Specifically, an object-based partitioning is employed to parallelize the boundary cell projection 
procedure, and an image-based partitioning is adopted for the ray traversal procedure. 

Object-Based Partitioning for Boundary Cell Projection 

Depending on the boundary cell distribution information obtained in the preprocessing stage, we 
are able to precisely divide the volume into subsets, each containing an equal number of boundary 
cells. Therefore, a static contiguous object-based partitioning is employed in our algorithm. 

Once the volume is equally divided according to our static contiguous object-based partitioning, 
each processor concurrently and independently works on one subset of the volume assigned to it 
by scanning over the subset and projecting every detected boundary cell inside the subset onto the 
image plane. Within about the same period of time, each processor finishes its work and supplies 
a pair of partial projection buffers. The complete projection buffers of the whole volume can be 
obtained by combining all of these partial projection buffers. 

Image-Based Partitioning for Ray Traversal 

In our algorithm, the projection buffers established in the boundary cell projection procedure 
not only provides close bounds on the intervals where the ray integrals need to be calculated, but 
also gives important information about the view-dependent distribution of the image complexity. 
Thus, a static contiguous image-based partitioning can be employed to divide the whole image 
into large blocks consisting of consecutive scanlines, one block per processor with roughly an equal 
amount of work. On each processor, ray integrals are performed within the bounded intervals along 
those rays cast from the viable pixels inside the assigned section of the image. The empty image 
scanlines can be efficiently skipped according to the information in the projection buffers. 

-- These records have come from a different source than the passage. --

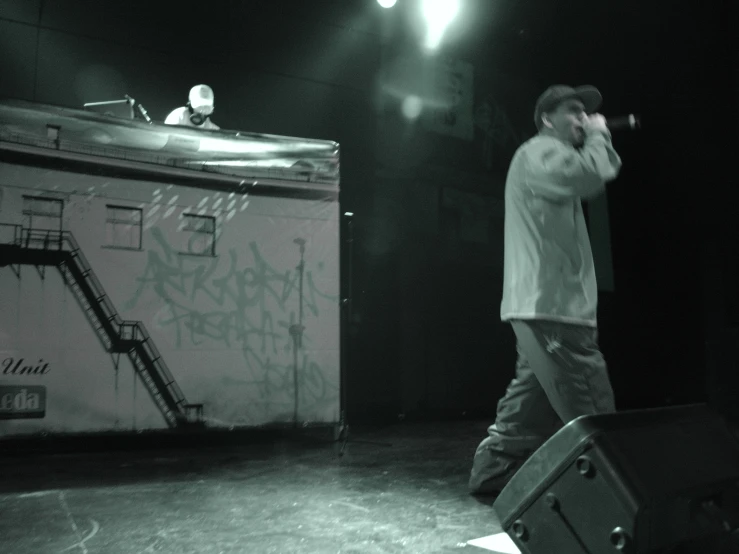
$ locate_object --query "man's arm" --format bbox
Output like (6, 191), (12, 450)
(524, 123), (621, 201)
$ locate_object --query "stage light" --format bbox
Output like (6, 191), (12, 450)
(400, 95), (423, 119)
(422, 0), (459, 49)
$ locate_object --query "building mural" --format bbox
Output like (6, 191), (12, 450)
(0, 99), (340, 436)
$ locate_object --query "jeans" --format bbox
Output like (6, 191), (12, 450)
(469, 320), (616, 494)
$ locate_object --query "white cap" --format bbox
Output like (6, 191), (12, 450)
(188, 85), (214, 115)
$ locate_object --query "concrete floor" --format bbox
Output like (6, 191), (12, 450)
(0, 422), (500, 554)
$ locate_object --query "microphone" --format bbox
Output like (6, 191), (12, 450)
(606, 113), (641, 131)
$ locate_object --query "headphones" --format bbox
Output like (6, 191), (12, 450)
(187, 102), (215, 125)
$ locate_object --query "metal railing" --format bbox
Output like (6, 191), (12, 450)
(0, 223), (197, 425)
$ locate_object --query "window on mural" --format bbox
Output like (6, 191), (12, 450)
(180, 214), (216, 256)
(105, 206), (142, 250)
(23, 196), (64, 231)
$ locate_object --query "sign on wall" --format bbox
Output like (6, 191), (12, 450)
(423, 57), (475, 140)
(0, 385), (46, 419)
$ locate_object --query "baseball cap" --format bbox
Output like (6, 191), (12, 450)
(188, 85), (214, 111)
(534, 85), (603, 129)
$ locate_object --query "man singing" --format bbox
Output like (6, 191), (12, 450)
(469, 85), (621, 494)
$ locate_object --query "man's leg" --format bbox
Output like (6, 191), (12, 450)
(469, 343), (561, 494)
(512, 320), (616, 424)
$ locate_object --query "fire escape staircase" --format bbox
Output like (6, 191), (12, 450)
(0, 223), (203, 428)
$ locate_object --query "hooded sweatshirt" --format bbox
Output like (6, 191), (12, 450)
(500, 131), (621, 327)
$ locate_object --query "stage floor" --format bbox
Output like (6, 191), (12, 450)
(0, 421), (508, 554)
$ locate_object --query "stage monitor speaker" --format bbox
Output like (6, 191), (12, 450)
(493, 405), (739, 554)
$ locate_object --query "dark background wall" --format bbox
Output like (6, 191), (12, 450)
(0, 0), (739, 421)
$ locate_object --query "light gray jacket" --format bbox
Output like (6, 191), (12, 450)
(500, 131), (621, 327)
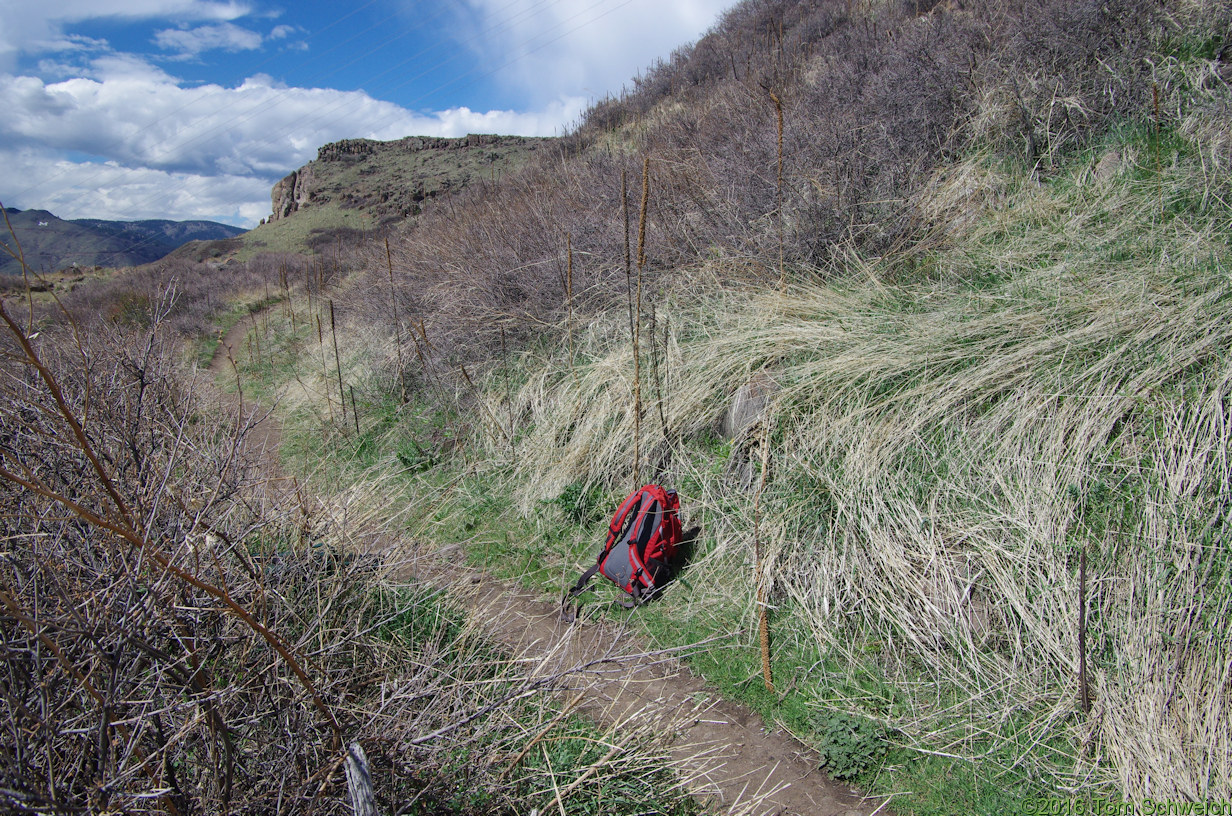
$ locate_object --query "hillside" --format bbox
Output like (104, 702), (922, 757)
(0, 208), (245, 275)
(221, 134), (552, 258)
(0, 0), (1232, 816)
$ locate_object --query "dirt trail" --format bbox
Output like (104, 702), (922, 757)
(211, 322), (891, 816)
(416, 545), (891, 816)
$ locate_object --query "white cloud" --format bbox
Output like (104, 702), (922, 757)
(453, 0), (733, 104)
(154, 22), (262, 57)
(0, 149), (270, 227)
(0, 63), (584, 226)
(0, 0), (251, 71)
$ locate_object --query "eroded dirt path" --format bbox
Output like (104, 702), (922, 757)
(413, 547), (890, 816)
(211, 320), (891, 816)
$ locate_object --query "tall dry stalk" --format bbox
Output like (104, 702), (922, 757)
(384, 233), (407, 406)
(329, 300), (346, 429)
(633, 157), (650, 491)
(500, 327), (517, 465)
(769, 91), (787, 291)
(315, 314), (334, 424)
(753, 407), (774, 692)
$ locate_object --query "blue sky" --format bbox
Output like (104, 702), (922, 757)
(0, 0), (733, 227)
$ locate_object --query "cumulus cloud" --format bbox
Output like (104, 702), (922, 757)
(0, 55), (584, 226)
(0, 0), (729, 226)
(0, 148), (270, 227)
(154, 22), (264, 57)
(462, 0), (732, 104)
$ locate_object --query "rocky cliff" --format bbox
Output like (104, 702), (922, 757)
(270, 133), (549, 221)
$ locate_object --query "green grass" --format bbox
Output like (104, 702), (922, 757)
(219, 105), (1232, 816)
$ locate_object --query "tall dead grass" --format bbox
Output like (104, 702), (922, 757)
(487, 126), (1232, 800)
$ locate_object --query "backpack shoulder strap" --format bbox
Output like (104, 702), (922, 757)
(565, 561), (599, 600)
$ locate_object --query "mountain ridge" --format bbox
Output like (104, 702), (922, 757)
(0, 207), (246, 275)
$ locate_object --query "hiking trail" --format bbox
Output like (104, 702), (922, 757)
(209, 320), (892, 816)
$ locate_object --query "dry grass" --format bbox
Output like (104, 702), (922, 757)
(489, 121), (1232, 800)
(0, 285), (704, 814)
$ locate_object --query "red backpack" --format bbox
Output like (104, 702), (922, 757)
(565, 484), (681, 603)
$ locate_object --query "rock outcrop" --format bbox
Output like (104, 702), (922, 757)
(269, 133), (545, 222)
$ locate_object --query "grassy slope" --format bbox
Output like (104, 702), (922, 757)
(226, 99), (1232, 814)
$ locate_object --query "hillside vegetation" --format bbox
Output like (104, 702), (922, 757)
(6, 0), (1232, 814)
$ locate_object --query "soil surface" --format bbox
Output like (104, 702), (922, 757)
(211, 320), (892, 816)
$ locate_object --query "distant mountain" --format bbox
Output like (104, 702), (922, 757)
(0, 208), (245, 275)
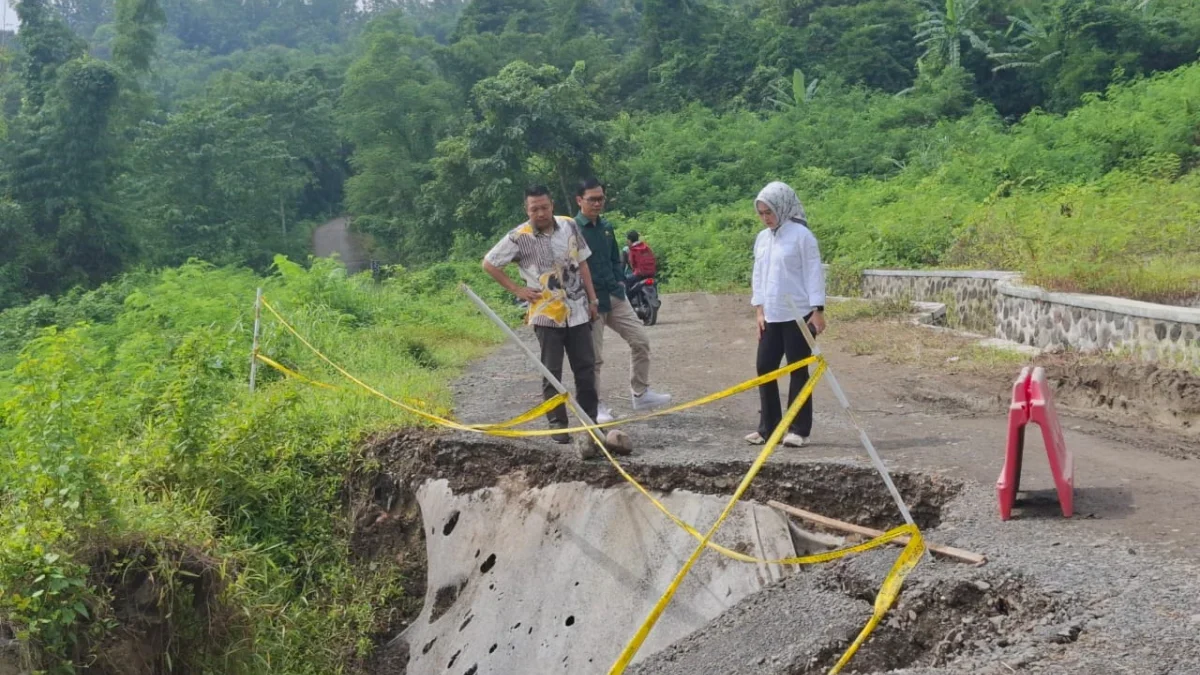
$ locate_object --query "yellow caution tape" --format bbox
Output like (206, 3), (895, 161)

This parallel ray traversal procedure is also accelerated by the ray casting optimizations used 
in our serial ray casting algorithm, which fall into two classes according to whether or not there are 
computational dependencies between different rays. The optimizations in the non ray-dependent 
class, such as the early ray termination and the adaptive depth sampling, which are performed in- 
dependently along individual rays, can be directly applied with our image-based partitioning. How- 
ever, extra attention needs to be paid when incorporating the optimizations in the ray-dependent 
class, such as the adaptive image sampling, to avoid the cost of replicated ray casting from pixels 
shared by image sections assigned to different processors. 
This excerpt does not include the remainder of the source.